Laszlo attempts to emotionally manipulate Rick by playing on his love for Ilsa, begging him to get her out of the country to safety. When police arrive to arrest Laszlo, Rick persuades them to let him go, promising to help them nab him for a more serious crime, possession of the letters of transit that everyone is searching for. He convinces the police of his sincerity by claiming he's leaving for America with Ilsa and needs Laszlo out of the way to do so. But when the arranged arrest comes to pass, Rick double-crosses the police at gunpoint, making Renault, the police captain, assist in their daring escape.
Instead of escaping with Ilsa or demanding she say with him, Rick makes her get on the plane to Libson with her husband, explaining she'd only regret it and resent him if she stayed. He covers their escape by shooting Strasser, and Renault covers for him due to their past association. At the end, Rick and Sam ponder their next move, wandering into the fog of the city.

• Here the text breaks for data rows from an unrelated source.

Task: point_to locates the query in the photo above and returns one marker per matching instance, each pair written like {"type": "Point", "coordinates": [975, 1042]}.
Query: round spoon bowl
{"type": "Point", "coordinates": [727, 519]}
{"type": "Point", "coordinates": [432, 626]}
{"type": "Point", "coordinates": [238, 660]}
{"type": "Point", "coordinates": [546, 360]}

Emotional, complex, and satisfying, the film "Casablanca" relies on the characters themselves to move the story forward. While action is implied and guns are pulled and fired, those scenes stand in stark contrast to emotional confrontations between Rick and Ilsa, Sam and Rick, and even Rick and Laszlo. The letters of transit serve as the perfect McGuffin that drives characters to interact and communicate, propelling the story to explore the depths of the human condition. With a simple style that's used to sophisticated effect, "Casablanca" stands firm as one of the greatest movies ever made.